DataSynthesizer

Usage

DataSynthesizer can generate a synthetic dataset from a sensitive one for release to public. It is developed in Python 3.6 and requires some third-party modules, including numpy, scipy, pandas, and dateutil.

Its usage is presented in the following Jupyter Notebooks,

  • DataSynthesizer Usage (random mode).ipynb
  • DataSynthesizer Usage (independent attribute mode).ipynb
  • DataSynthesizer Usage (correlated attribute mode).ipynb

Assumptions for Input Dataset

  1. The input dataset is a table in first normal form (1NF).
  2. The active domain is the domain for each attribute of the table. When implementing differential privacy, DataSynthesizer injects noises into the statistics within active domain.

Web-based UI

There is a web-based UI in webUI/ directory, which is a self-contained Django project. Here is a simple way to run it on your machine.

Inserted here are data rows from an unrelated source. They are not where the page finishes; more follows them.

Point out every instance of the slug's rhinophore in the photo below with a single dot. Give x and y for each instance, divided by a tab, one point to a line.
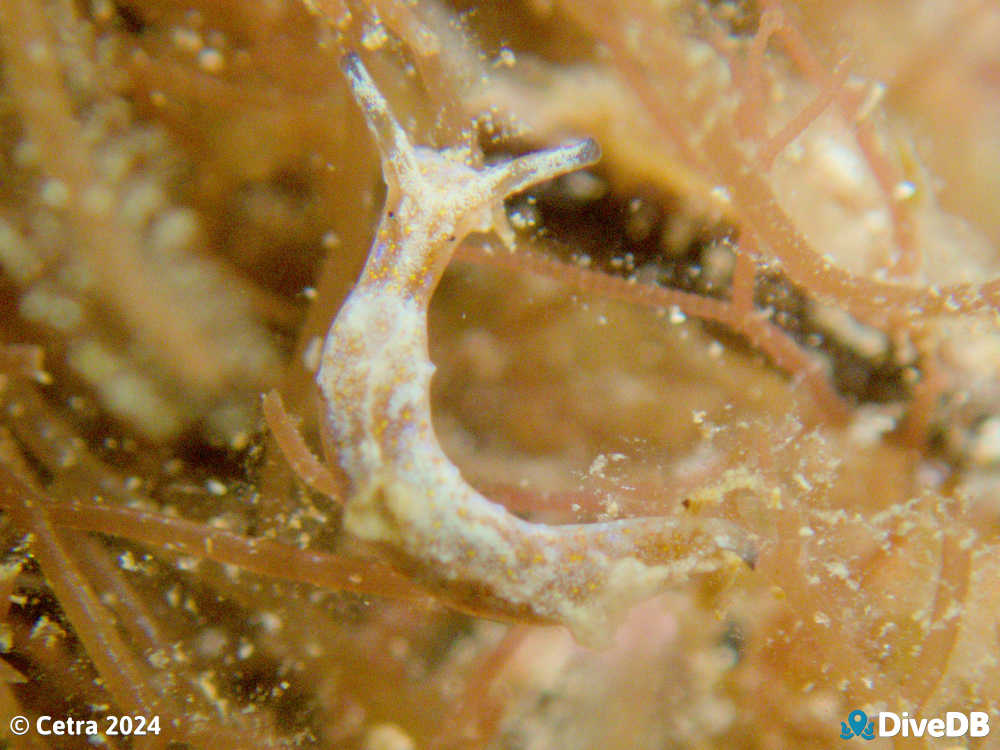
402	493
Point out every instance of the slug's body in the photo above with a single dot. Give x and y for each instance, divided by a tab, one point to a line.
404	494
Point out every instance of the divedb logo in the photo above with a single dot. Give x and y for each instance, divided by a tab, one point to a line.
889	724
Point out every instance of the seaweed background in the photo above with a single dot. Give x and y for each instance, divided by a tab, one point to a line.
187	194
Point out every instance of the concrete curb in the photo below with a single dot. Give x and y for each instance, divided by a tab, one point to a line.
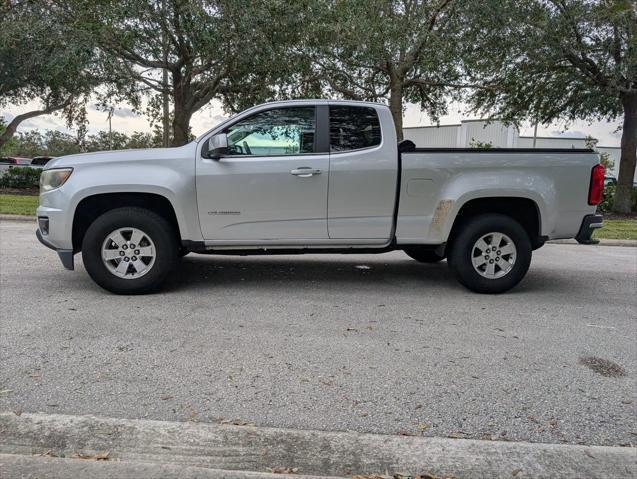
17	218
246	448
62	468
602	242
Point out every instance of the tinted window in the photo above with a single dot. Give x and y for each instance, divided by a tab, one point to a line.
353	127
282	131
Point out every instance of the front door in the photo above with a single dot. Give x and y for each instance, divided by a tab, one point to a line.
272	182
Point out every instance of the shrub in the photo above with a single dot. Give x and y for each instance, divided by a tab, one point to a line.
20	177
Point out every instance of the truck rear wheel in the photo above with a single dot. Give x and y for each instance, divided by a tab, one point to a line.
130	250
491	254
423	255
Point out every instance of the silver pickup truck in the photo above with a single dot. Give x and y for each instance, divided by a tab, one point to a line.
315	176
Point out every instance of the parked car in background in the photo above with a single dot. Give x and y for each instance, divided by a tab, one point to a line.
40	161
7	162
610	180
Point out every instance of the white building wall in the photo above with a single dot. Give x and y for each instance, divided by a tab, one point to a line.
495	133
500	136
433	136
614	152
548	142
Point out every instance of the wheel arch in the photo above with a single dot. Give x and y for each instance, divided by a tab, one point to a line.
524	210
91	207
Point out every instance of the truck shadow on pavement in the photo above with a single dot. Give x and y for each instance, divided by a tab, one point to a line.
304	272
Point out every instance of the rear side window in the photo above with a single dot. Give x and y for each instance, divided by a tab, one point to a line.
353	128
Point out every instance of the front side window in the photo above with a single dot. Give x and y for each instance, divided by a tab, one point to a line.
353	128
281	131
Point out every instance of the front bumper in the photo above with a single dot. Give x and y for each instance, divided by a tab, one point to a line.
589	224
66	255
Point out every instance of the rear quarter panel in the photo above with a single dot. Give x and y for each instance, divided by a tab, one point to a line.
435	185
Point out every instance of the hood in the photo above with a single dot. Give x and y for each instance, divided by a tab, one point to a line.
124	156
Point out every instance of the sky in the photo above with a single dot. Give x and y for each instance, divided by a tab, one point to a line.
126	121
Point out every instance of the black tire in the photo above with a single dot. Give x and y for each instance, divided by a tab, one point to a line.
462	252
423	255
158	229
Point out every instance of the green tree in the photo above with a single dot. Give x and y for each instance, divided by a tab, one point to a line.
42	58
393	50
209	49
558	59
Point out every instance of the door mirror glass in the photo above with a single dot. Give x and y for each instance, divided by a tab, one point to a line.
217	145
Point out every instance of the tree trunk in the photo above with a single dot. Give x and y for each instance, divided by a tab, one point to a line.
181	126
396	105
11	128
623	193
183	110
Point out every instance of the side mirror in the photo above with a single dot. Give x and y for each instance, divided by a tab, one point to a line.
217	145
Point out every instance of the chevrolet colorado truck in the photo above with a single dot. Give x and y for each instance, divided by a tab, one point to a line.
315	176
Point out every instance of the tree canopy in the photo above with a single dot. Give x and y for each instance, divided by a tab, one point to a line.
43	62
546	60
538	60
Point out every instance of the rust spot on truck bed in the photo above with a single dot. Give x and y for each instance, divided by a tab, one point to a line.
440	217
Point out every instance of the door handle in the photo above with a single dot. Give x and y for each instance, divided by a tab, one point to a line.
305	172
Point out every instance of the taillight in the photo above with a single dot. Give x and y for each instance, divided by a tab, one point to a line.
596	190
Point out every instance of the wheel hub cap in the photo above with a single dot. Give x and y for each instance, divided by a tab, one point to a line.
128	253
493	255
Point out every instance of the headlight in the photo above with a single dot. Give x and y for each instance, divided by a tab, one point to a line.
54	178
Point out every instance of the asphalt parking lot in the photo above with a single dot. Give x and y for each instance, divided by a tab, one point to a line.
345	342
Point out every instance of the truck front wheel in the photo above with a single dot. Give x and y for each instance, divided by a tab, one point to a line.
130	250
491	254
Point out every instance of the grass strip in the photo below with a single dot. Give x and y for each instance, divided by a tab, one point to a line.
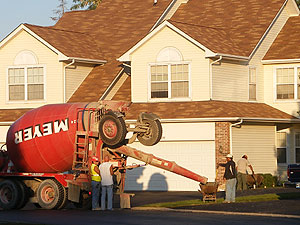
251	198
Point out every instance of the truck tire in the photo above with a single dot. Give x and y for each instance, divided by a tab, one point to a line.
24	195
50	194
10	195
112	130
153	134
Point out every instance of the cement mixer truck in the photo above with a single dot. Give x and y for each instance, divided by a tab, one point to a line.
49	149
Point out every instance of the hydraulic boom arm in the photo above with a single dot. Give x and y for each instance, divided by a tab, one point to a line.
160	163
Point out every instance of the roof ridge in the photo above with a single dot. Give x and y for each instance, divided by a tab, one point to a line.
53	28
197	25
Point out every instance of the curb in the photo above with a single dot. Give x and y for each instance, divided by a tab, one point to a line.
214	212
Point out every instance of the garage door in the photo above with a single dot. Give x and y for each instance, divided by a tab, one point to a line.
197	156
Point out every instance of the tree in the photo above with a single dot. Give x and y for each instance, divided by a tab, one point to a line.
61	9
90	4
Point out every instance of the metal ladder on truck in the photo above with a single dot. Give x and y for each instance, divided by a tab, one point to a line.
82	141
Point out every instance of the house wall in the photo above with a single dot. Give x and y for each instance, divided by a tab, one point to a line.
74	77
148	52
54	73
263	86
230	80
190	145
288	106
258	142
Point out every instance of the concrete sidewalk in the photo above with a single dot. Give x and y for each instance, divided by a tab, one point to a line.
279	207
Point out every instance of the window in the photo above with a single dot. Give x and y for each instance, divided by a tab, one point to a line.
297	147
252	84
170	81
281	147
169	77
288	83
26	83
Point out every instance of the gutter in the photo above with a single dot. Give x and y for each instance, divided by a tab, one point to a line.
227	119
84	60
64	79
210	76
271	61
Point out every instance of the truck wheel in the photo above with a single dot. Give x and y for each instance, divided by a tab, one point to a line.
50	194
112	130
24	195
9	194
153	134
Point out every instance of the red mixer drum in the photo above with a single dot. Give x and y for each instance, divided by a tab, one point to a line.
42	140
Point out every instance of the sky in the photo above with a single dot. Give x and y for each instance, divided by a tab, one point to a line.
37	12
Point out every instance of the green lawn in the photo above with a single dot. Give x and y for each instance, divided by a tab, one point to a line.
251	198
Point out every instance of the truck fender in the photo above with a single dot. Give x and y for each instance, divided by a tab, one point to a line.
147	116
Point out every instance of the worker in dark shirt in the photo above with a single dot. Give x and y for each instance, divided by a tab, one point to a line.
230	176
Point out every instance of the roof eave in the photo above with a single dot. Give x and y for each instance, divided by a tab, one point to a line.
83	60
279	61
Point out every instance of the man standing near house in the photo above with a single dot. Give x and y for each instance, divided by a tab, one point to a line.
96	179
230	176
242	166
106	170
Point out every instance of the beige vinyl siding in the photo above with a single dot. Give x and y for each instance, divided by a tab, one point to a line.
115	87
289	106
263	86
53	69
230	82
74	77
258	142
147	53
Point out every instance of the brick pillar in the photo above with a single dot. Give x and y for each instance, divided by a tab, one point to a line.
222	142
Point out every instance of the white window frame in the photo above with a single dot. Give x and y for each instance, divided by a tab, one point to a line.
295	99
251	100
286	149
169	81
25	67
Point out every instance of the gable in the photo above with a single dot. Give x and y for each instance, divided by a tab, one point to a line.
286	46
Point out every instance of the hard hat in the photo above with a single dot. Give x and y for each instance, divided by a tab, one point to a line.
95	159
229	156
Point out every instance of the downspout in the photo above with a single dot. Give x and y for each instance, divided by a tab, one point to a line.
230	132
210	76
65	67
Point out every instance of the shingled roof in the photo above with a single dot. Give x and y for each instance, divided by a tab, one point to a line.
185	110
229	27
286	45
70	43
209	109
116	25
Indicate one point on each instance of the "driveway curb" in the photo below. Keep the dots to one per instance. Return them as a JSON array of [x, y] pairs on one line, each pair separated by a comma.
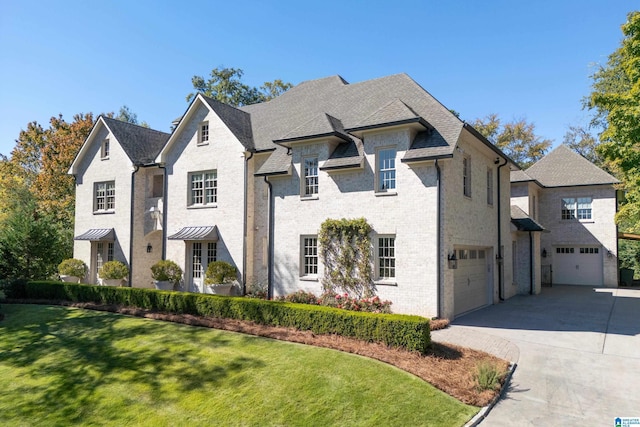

Step 1 Install Python 3 and necessary packages
  • Miniconda is recommended as the Python distribution. It also contains a user-friendly package manager "conda". Note that DataSynthesizer is Python 3 based.
  • After installing it on your machine, run conda install numpy pandas scikit-learn matplotlib seaborn jupyter django in terminal to install the packages.
Step 2 Run web-based UI
  • Clone or download this repo to your local machine.
  • Open a terminal and cd [repo directory]/webUI/
  • Run python manage.py runserver . The web-based UI will be hosted at http://127.0.0.1:8000/synthesizer/ .